Portanto, a Nova Missa exprime uma nova teologia diversa da teologia de Trento. A Nova Missa é a expressão da teologia democrática e antropocêntrica de Igreja da Lumen Gentium do Vaticano II. Por isso, permitir a Missa antiga de São Pio V é abandonar a teologia do Vaticano II, e, como afirmou rotundamente Paulo VI, isso equivale a condenar o Concílio simbolicamente.
Eis as palavras do Abade de Ligugé, revoltado com a notícia de que Bento XVI ia liberar a Missa de São Pio V para todo o mundo.
“Querer encorajar na Igreja Latina o retorno a um outro acento teológico por extensão do Ordo de 1962, é gerar uma perturbação muito profunda no povo de Deus”.
Para o Abade de Ligugé... “A liturgia é um lugar teológico. O Ordo Missae de 1969 -- [o da Missa de Paulo VI] – põe em ação em particular a teologia da constituição dogmática da Igreja. Lumen Gentium apresenta a Igreja ao mesmo tempo como Corpo Místico de Cristo e como Povo de Deus reunido em nome de Cristo; assim , o Concílio diz que a Igreja é “ de algum modo o sacramento, quer dizer ao mesmo tempo o sinal e o meio da união íntima com Deus e da unidade de todo o gênero humano” (Lumen Gentium, n0 1).

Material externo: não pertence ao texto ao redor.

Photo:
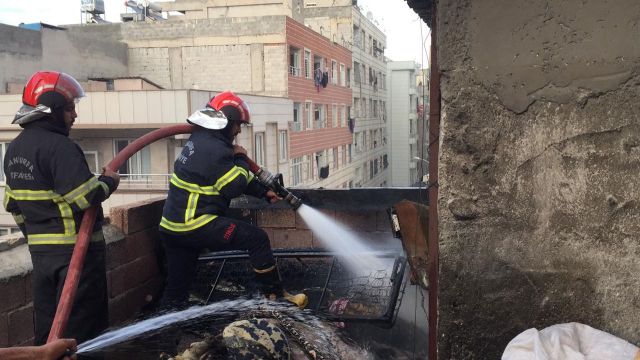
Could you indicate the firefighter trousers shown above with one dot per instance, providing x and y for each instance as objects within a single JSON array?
[
  {"x": 89, "y": 315},
  {"x": 222, "y": 234}
]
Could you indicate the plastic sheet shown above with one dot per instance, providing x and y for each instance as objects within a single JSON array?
[{"x": 571, "y": 341}]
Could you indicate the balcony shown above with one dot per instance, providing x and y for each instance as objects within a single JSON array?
[{"x": 295, "y": 126}]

“Face aos perigos do individualismo ligado à evolução das mentalidades há vários séculos, o Vaticano II e a reforma litúrgica que saiu dele insistem sobre a reunião eclesial como sacramento global. Um tal sacramento se desenvolve na liturgia, mas também em relação com a comunidade fraternal no interior das comunidades eclesiais e entre elas. A comunidade por excelência é o povo de Deus reunido na Igreja local em torno de seu Bispo, cada membro tendo os eu lugar nessa única eucaristia em estreita comunhão com todos: assembléia, presbyterium (de onde se compreende bem, nessa perspectiva, que seja encorajada a concelebração), diáconos e outros ministros”.

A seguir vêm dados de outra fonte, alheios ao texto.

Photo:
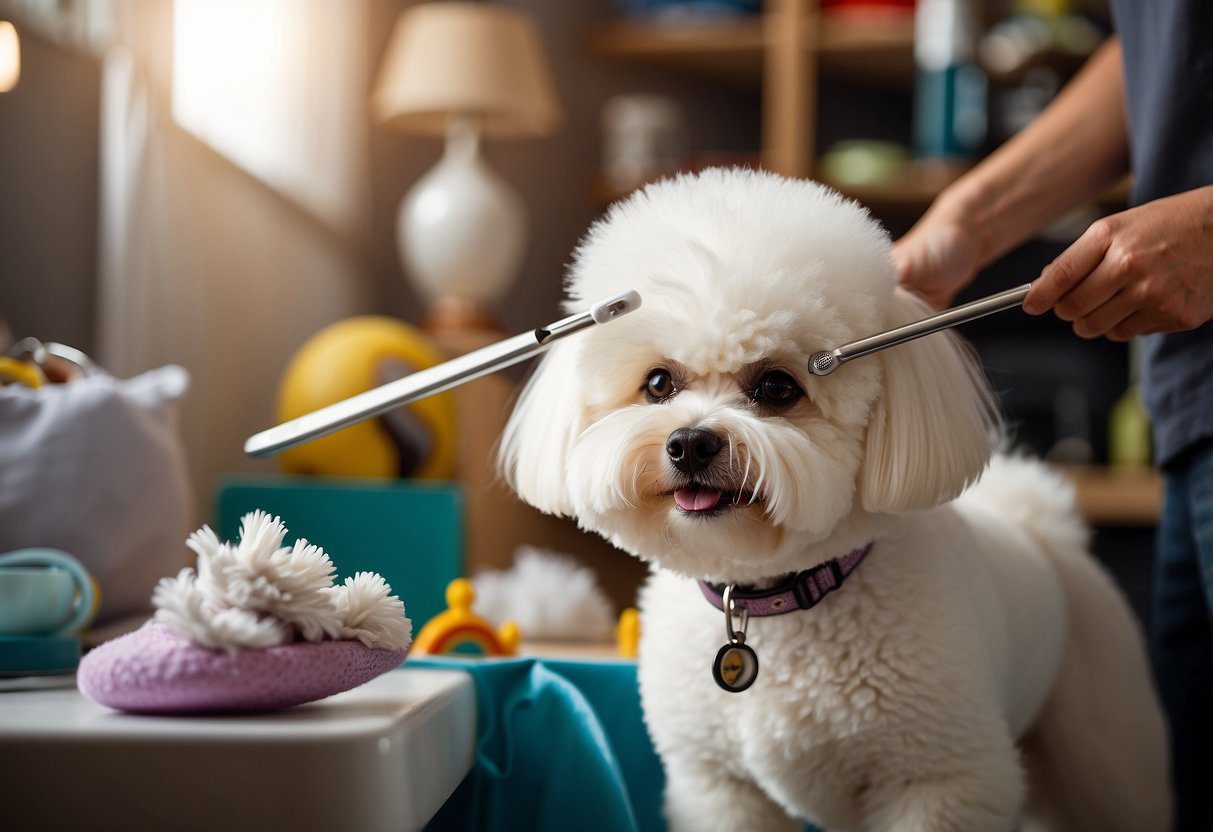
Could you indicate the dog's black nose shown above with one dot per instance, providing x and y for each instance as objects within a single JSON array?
[{"x": 692, "y": 449}]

“A prioridade teológica do Concílio de Trento era outra (ainda que o aspecto eclesial aí estava presente): valorizar a realidade da presença de Cristo no pão e no vinho eucaristicizados e o papel sacramental do padre, contra a reforma protestante. É por isso que a ação sagrada do padre aí é tão valorizada. As palavras que ele pronuncia in persona Christi permitem a transubstanciação do pão e do vinho em Corpo e Sangue de Cristo. Certo, no ritual de 1969, os ministros mantêm um papel essencial nesse domínio, mas a insistência é posta também sobre o fato de que eles agem como ministros da comunidade eclesial (in persona Ecclesiae, ministros da Cabeça e do Corpo)”.
Em suma, a grande afirmação de Paulo VI a Jean Guitton foi que “Isso—liberar a Missa de São Pio V – jamais! (...) essa missa dita de São Pio V, como se a vê em Ecône, se torna o símbolo da condenação do Concílio. Ora, jamais aceitaremos, em nenhuma circunstância, que se condene o Concílio por meio de um símbolo”.
A liberação da Missa de sempre é, no fundo, pelo menos simbolicamente, uma condenação do Concílio Vaticano II.
E Bento XVI vai liberar a Missa de sempre.